How Everything Works
How Everything Works How Everything Works

Question 1501

I have heard that we "know" the universe is expanding because everything is moving away from everything else. My question is: if this situation is like ink dots on a balloon, then we should be able to point to the direction of the universe's center. Which way is that center? - BS
The "ink dots on a balloon" idea provides the answer to your question. In that simple analogy, the ink dots represent stars and galaxies and the balloon's surface represents the universe. Inflating the balloon is then equivalent to having the universe expand. As the balloon inflates, the stars and galaxies drift apart so that an ant walking on the surface of the balloon would have to travel farther to go from one "star" to another. A similar situation exists in our real universe: everything is drifting farther apart.

The ant lives on the surface of the balloon, a two-dimensional world. The ant is unaware of the third dimension that you and I can see when we look at the balloon. The only directions that the ant can move in are along the balloon's surface. The ant can't point toward the center of the balloon because that's not along the surface that the ant perceives. To the ant, the balloon has no center. It lives in a continuous, homogeneous world, which has the weird property that if you walk far enough in any direction, you return to where you started.

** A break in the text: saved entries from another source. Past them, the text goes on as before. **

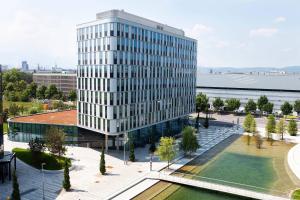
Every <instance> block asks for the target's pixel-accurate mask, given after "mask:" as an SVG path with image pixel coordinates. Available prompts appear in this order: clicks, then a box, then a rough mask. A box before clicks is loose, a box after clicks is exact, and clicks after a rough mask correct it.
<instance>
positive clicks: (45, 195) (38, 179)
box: [0, 159, 63, 200]
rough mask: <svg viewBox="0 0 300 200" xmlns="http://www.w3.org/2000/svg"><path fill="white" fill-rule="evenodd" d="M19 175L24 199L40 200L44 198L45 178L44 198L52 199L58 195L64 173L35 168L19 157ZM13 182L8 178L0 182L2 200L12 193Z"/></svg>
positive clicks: (19, 183) (10, 194)
mask: <svg viewBox="0 0 300 200" xmlns="http://www.w3.org/2000/svg"><path fill="white" fill-rule="evenodd" d="M17 176H18V182H19V188H20V193H21V198H22V199H23V200H40V199H43V180H44V197H45V198H44V199H45V200H52V199H56V197H57V196H58V194H59V192H60V190H61V187H62V180H63V173H62V172H61V171H57V172H56V173H47V172H45V173H44V179H43V174H42V172H41V170H38V169H34V168H32V167H30V166H29V165H27V164H25V163H23V162H22V161H20V160H18V159H17ZM11 185H12V182H11V181H8V180H6V182H5V183H4V184H0V200H2V199H6V197H8V196H10V195H11V192H12V186H11Z"/></svg>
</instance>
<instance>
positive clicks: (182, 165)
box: [106, 126, 243, 200]
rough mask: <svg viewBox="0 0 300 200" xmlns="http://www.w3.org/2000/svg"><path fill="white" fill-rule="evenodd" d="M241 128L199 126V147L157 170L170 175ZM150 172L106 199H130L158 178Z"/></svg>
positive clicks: (155, 182) (142, 190)
mask: <svg viewBox="0 0 300 200" xmlns="http://www.w3.org/2000/svg"><path fill="white" fill-rule="evenodd" d="M242 133H243V130H242V128H239V127H237V126H234V127H231V128H226V129H224V128H221V127H217V126H211V127H210V128H209V129H204V128H200V131H199V133H198V135H197V139H198V143H199V144H200V146H201V147H200V148H199V149H198V150H197V152H196V153H195V154H194V157H192V158H186V157H183V155H181V156H179V157H178V158H177V159H176V160H175V161H174V162H173V164H171V165H170V169H166V167H164V168H161V169H160V170H158V171H163V172H164V173H165V174H167V175H170V174H172V173H173V172H175V171H176V170H178V169H180V168H181V167H182V166H184V165H186V164H187V163H189V162H190V161H192V160H193V159H195V158H196V157H198V156H200V155H202V154H203V153H205V152H207V151H208V150H210V149H211V148H213V147H214V146H216V145H217V144H219V143H220V142H222V141H223V140H225V139H227V138H229V137H230V136H233V135H236V134H242ZM151 174H152V172H149V173H148V174H147V175H146V176H144V177H143V178H140V179H137V180H134V181H133V182H132V183H131V184H129V185H128V186H127V187H124V188H122V189H121V190H118V191H116V192H115V193H113V194H112V195H110V196H108V197H107V198H106V199H120V200H124V199H132V198H134V197H135V196H137V195H138V194H140V193H141V192H143V191H145V190H146V189H148V188H149V187H151V186H153V185H154V184H156V183H157V182H159V180H155V179H149V178H148V177H149V176H151Z"/></svg>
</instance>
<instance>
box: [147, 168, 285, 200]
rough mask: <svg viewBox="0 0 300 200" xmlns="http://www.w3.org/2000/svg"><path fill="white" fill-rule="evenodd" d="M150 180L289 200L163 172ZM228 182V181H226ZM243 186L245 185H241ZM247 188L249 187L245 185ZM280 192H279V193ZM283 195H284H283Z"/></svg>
mask: <svg viewBox="0 0 300 200" xmlns="http://www.w3.org/2000/svg"><path fill="white" fill-rule="evenodd" d="M178 174H181V175H186V174H182V173H178ZM147 178H149V179H156V180H161V181H167V182H171V183H177V184H181V185H187V186H192V187H197V188H203V189H208V190H214V191H218V192H223V193H228V194H232V195H237V196H242V197H248V198H252V199H264V200H288V199H289V198H287V197H281V196H274V195H271V194H265V193H261V192H256V191H252V190H247V189H242V188H237V187H232V186H228V185H223V184H217V183H211V182H207V181H202V180H195V179H189V178H184V177H179V176H174V175H168V174H165V173H161V172H153V173H151V174H149V175H148V177H147ZM224 182H226V181H224ZM239 185H243V184H239ZM244 186H247V185H244ZM249 187H254V186H249ZM254 188H257V189H263V188H259V187H254ZM277 192H279V191H277ZM281 194H283V193H281Z"/></svg>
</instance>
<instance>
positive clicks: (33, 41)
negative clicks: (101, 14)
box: [0, 0, 300, 68]
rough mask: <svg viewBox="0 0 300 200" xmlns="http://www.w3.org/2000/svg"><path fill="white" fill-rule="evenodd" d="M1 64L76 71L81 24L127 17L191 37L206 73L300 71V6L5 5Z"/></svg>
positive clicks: (146, 1)
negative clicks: (104, 11)
mask: <svg viewBox="0 0 300 200" xmlns="http://www.w3.org/2000/svg"><path fill="white" fill-rule="evenodd" d="M0 5H1V8H2V9H1V12H0V63H1V64H7V65H10V66H15V67H20V65H21V62H22V61H23V60H26V61H28V63H29V65H30V67H32V68H35V67H36V66H37V65H38V64H39V65H42V66H46V67H52V66H54V65H57V66H59V67H64V68H76V61H77V53H76V51H77V48H76V24H80V23H83V22H87V21H92V20H95V18H96V13H98V12H102V11H106V10H110V9H124V10H125V11H126V12H130V13H133V14H135V15H139V16H142V17H145V18H149V19H151V20H154V21H158V22H161V23H163V24H168V25H170V26H174V27H176V28H180V29H183V30H184V31H185V34H186V35H187V36H189V37H192V38H195V39H197V41H198V55H197V62H198V66H205V67H240V68H246V67H283V66H295V65H300V12H299V10H300V1H299V0H148V1H144V0H105V1H104V0H84V1H83V0H43V1H41V0H10V1H7V0H0Z"/></svg>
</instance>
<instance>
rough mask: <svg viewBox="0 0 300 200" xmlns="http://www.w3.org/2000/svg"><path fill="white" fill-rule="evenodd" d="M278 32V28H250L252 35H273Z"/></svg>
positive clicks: (255, 35)
mask: <svg viewBox="0 0 300 200" xmlns="http://www.w3.org/2000/svg"><path fill="white" fill-rule="evenodd" d="M277 32H278V29H277V28H258V29H253V30H250V33H249V36H250V37H271V36H273V35H274V34H276V33H277Z"/></svg>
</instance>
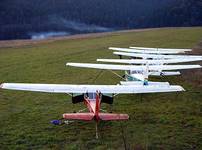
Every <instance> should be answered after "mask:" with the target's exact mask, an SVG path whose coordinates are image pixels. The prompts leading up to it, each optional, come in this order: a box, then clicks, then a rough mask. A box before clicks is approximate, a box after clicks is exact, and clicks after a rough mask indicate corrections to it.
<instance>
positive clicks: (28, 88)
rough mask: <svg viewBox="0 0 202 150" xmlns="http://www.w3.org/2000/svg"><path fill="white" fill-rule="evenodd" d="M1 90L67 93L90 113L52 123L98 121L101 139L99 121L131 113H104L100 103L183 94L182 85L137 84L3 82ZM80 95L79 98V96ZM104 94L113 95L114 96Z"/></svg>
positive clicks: (96, 131) (60, 124) (116, 118)
mask: <svg viewBox="0 0 202 150" xmlns="http://www.w3.org/2000/svg"><path fill="white" fill-rule="evenodd" d="M0 88H2V89H10V90H22V91H34V92H47V93H64V94H70V95H71V96H73V94H74V93H76V94H77V96H73V97H72V103H74V104H75V103H80V102H84V104H85V105H86V107H87V109H88V112H82V111H79V112H77V113H64V114H63V115H62V116H63V119H64V120H65V121H63V122H62V120H52V121H51V123H52V124H54V125H61V124H65V123H66V124H69V122H72V121H69V120H83V121H92V120H95V121H96V138H98V131H97V124H98V122H99V121H110V120H128V118H129V116H128V114H114V113H102V112H101V111H102V109H101V103H107V104H112V103H113V95H114V94H134V93H159V92H177V91H184V89H183V88H182V87H181V86H178V85H172V86H170V85H168V86H161V87H160V86H134V85H128V86H124V85H70V84H28V83H3V84H1V85H0ZM78 94H80V95H78ZM105 94H112V97H110V96H107V95H105Z"/></svg>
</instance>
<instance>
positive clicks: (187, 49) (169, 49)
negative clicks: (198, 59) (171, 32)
mask: <svg viewBox="0 0 202 150" xmlns="http://www.w3.org/2000/svg"><path fill="white" fill-rule="evenodd" d="M130 48H132V49H140V50H154V51H175V52H190V51H192V49H188V48H186V49H182V48H149V47H134V46H131V47H130Z"/></svg>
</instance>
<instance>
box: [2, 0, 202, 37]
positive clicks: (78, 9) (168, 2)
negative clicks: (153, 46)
mask: <svg viewBox="0 0 202 150" xmlns="http://www.w3.org/2000/svg"><path fill="white" fill-rule="evenodd" d="M201 8H202V1H201V0H113V1H109V0H59V1H58V0H43V1H41V0H34V1H28V0H1V4H0V40H3V39H26V38H35V39H37V38H39V39H41V38H45V37H48V36H58V35H69V34H77V33H89V32H104V31H111V30H119V29H130V28H148V27H167V26H201V25H202V9H201Z"/></svg>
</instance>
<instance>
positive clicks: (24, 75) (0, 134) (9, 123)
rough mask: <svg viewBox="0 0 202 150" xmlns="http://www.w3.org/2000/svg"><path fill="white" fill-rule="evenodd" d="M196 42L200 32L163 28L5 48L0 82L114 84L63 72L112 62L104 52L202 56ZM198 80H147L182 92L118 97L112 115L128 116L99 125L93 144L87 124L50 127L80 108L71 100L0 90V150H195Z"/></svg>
mask: <svg viewBox="0 0 202 150" xmlns="http://www.w3.org/2000/svg"><path fill="white" fill-rule="evenodd" d="M201 35H202V28H201V27H200V28H165V29H153V30H152V29H151V30H142V31H140V30H139V31H136V30H133V31H125V32H114V33H106V34H101V35H99V34H96V36H95V35H94V34H93V35H86V36H84V35H83V36H81V37H79V36H77V38H75V37H74V38H73V37H72V38H65V37H64V38H59V39H50V40H43V41H27V43H26V44H24V41H18V42H17V43H18V44H17V45H15V44H14V45H13V43H15V41H11V42H10V43H9V42H8V41H7V42H6V44H5V45H6V46H4V47H3V46H2V47H1V48H0V82H29V83H67V84H68V83H69V84H71V83H73V84H76V83H78V84H117V83H118V82H119V81H120V79H119V78H118V77H116V76H115V75H113V74H112V73H111V72H108V71H99V70H95V69H80V68H73V67H66V66H65V64H66V62H95V60H96V58H117V57H116V56H113V55H112V52H111V51H110V50H108V49H107V48H108V47H109V46H117V47H128V46H145V47H146V46H148V47H173V48H194V50H193V52H192V53H197V54H202V46H201V40H202V37H201ZM1 44H2V43H1ZM200 64H201V62H200ZM120 73H121V72H120ZM201 76H202V71H201V70H194V71H193V70H190V71H183V74H182V76H180V77H166V78H151V80H158V81H169V82H171V84H179V85H182V86H183V87H184V88H185V89H186V92H182V93H161V94H144V95H137V94H136V95H118V96H117V97H116V98H115V100H114V105H113V112H117V113H128V114H129V116H130V120H129V121H125V122H100V124H99V136H100V138H99V139H98V140H95V123H94V122H80V121H78V122H74V123H72V124H70V125H67V126H53V125H51V124H50V123H49V122H50V121H51V120H53V119H58V118H60V117H61V114H63V113H65V112H73V111H75V110H76V111H77V110H80V109H83V108H84V106H83V104H79V105H73V104H72V103H71V97H70V96H68V95H65V94H46V93H34V92H20V91H7V90H0V120H1V122H0V126H1V127H0V138H1V140H0V149H103V150H104V149H120V150H121V149H124V148H126V149H201V148H202V143H201V141H202V137H201V134H202V114H201V108H202V101H201V96H202V93H201V91H202V78H201ZM103 109H107V110H108V109H109V106H108V105H103Z"/></svg>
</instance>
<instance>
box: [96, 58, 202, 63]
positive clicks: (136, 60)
mask: <svg viewBox="0 0 202 150" xmlns="http://www.w3.org/2000/svg"><path fill="white" fill-rule="evenodd" d="M97 61H99V62H110V63H125V64H169V63H184V62H192V61H200V59H195V58H193V59H191V58H190V59H157V60H154V59H153V60H152V59H151V60H145V59H97Z"/></svg>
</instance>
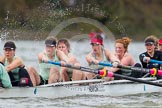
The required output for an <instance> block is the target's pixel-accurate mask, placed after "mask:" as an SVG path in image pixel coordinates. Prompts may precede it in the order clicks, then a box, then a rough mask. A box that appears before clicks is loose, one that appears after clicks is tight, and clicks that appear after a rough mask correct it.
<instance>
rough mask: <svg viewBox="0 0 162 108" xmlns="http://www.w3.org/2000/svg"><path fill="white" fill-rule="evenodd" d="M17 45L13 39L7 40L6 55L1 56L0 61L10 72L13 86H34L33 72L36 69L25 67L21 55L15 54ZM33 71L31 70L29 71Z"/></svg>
mask: <svg viewBox="0 0 162 108" xmlns="http://www.w3.org/2000/svg"><path fill="white" fill-rule="evenodd" d="M15 51H16V45H15V43H14V42H13V41H7V42H6V43H5V44H4V55H3V56H1V57H0V62H2V63H3V64H4V66H5V70H6V71H7V72H8V74H9V76H10V79H11V83H12V86H33V83H32V81H31V78H30V76H31V74H30V73H33V71H34V70H32V68H30V70H28V69H27V67H25V65H24V62H23V60H22V59H21V57H18V56H16V55H15ZM29 71H31V72H29Z"/></svg>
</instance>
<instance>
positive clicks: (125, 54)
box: [0, 32, 162, 88]
mask: <svg viewBox="0 0 162 108" xmlns="http://www.w3.org/2000/svg"><path fill="white" fill-rule="evenodd" d="M89 38H90V45H91V46H92V51H91V52H89V53H88V54H87V55H86V61H87V63H88V65H89V67H90V68H93V69H103V68H104V69H107V70H109V71H111V72H115V73H117V74H122V75H126V76H130V77H136V78H140V77H148V76H149V77H150V75H148V74H146V73H145V74H144V73H141V72H133V71H128V72H127V71H126V70H122V69H119V68H114V67H105V66H100V65H98V64H99V62H104V63H112V64H113V65H118V64H121V65H123V66H135V67H143V68H148V69H152V68H156V69H160V67H161V66H160V65H159V64H157V63H150V62H149V60H150V59H154V60H159V61H162V52H161V51H162V39H159V41H157V38H156V37H155V36H148V37H147V38H146V39H145V41H144V42H145V47H146V51H145V52H144V53H142V54H140V55H139V59H140V62H141V64H140V63H136V62H135V61H134V59H133V56H132V55H131V54H129V53H128V45H129V44H130V42H131V39H130V38H128V37H123V38H121V39H117V40H116V41H115V53H113V52H111V51H109V50H107V49H105V48H104V43H103V38H102V36H101V34H100V33H95V32H92V33H90V35H89ZM3 50H4V54H3V56H1V57H0V82H1V84H0V86H1V87H4V88H11V87H12V86H30V87H32V86H38V85H44V84H51V83H56V82H62V81H63V82H64V81H75V80H84V79H87V80H88V79H95V78H101V77H99V76H97V75H95V74H93V73H88V72H83V71H80V70H75V69H71V68H66V67H61V66H57V65H53V64H49V63H47V62H48V60H50V61H55V62H60V63H61V64H62V65H65V64H71V65H74V66H80V63H79V61H78V60H77V58H76V57H75V56H74V55H73V54H72V53H71V52H70V43H69V41H68V40H67V39H60V40H59V41H57V40H56V38H54V37H53V36H51V37H47V39H46V40H45V50H44V51H42V52H41V53H39V54H38V61H39V73H38V72H37V71H36V70H35V69H34V68H33V67H26V66H25V64H24V62H23V60H22V58H21V57H19V56H17V55H16V45H15V43H14V42H13V41H7V42H6V43H5V44H4V48H3ZM157 78H162V77H160V76H157ZM116 79H120V78H117V77H115V78H108V80H116Z"/></svg>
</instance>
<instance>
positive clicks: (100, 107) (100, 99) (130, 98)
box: [0, 93, 162, 108]
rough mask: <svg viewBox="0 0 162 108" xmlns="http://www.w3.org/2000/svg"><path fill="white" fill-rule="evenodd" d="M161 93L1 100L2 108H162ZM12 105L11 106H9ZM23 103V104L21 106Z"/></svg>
mask: <svg viewBox="0 0 162 108" xmlns="http://www.w3.org/2000/svg"><path fill="white" fill-rule="evenodd" d="M161 97H162V94H161V93H151V94H150V93H149V94H138V95H129V96H118V97H107V96H94V95H84V96H74V97H66V98H57V99H51V98H0V101H1V103H0V107H3V108H4V107H6V108H8V107H16V108H20V107H23V108H28V107H30V108H35V107H39V108H65V107H67V108H78V107H79V108H128V107H129V108H139V107H140V108H141V107H142V108H152V107H154V108H161V107H162V102H161V101H159V100H161ZM7 103H10V104H7ZM20 103H21V104H20Z"/></svg>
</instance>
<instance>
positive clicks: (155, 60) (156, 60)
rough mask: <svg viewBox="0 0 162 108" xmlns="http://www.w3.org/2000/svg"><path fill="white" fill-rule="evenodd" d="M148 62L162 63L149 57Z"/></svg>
mask: <svg viewBox="0 0 162 108" xmlns="http://www.w3.org/2000/svg"><path fill="white" fill-rule="evenodd" d="M149 62H150V63H157V64H162V61H158V60H153V59H150V61H149Z"/></svg>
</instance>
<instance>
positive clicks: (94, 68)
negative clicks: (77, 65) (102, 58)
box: [89, 51, 110, 69]
mask: <svg viewBox="0 0 162 108" xmlns="http://www.w3.org/2000/svg"><path fill="white" fill-rule="evenodd" d="M91 54H92V56H93V57H94V58H95V59H96V55H95V54H94V53H91ZM102 58H103V59H102V60H101V61H100V62H104V63H110V61H109V60H108V59H107V58H106V55H105V53H104V51H102ZM89 66H90V67H91V68H93V69H103V68H104V67H105V66H101V65H95V64H94V63H93V62H91V63H90V65H89Z"/></svg>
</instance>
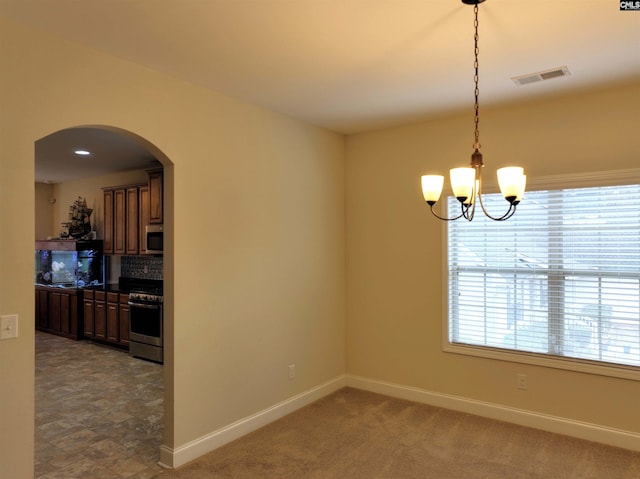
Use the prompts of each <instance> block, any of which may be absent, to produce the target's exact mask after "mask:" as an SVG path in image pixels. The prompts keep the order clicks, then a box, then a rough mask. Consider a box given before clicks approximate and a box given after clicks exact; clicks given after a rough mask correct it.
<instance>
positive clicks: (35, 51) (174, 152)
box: [0, 18, 346, 479]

Similarly, we see our universe as a three-dimensional world. If there are spatial dimensions beyond three, we are unaware of them. The only directions that we can move in are along the three dimensions of the universe that we perceive. The overall structure of the universe is still not fully understood, but let's suppose that the universe is a simple closed structure like the surface of a higher-dimensional balloon. In that case, we wouldn't be able to point to a center either because that center would exist in a dimension that we don't perceive. To us, the universe would be a continuous, homogeneous structure with that same weird property: if you traveled far enough in one direction, you'd return to where you started.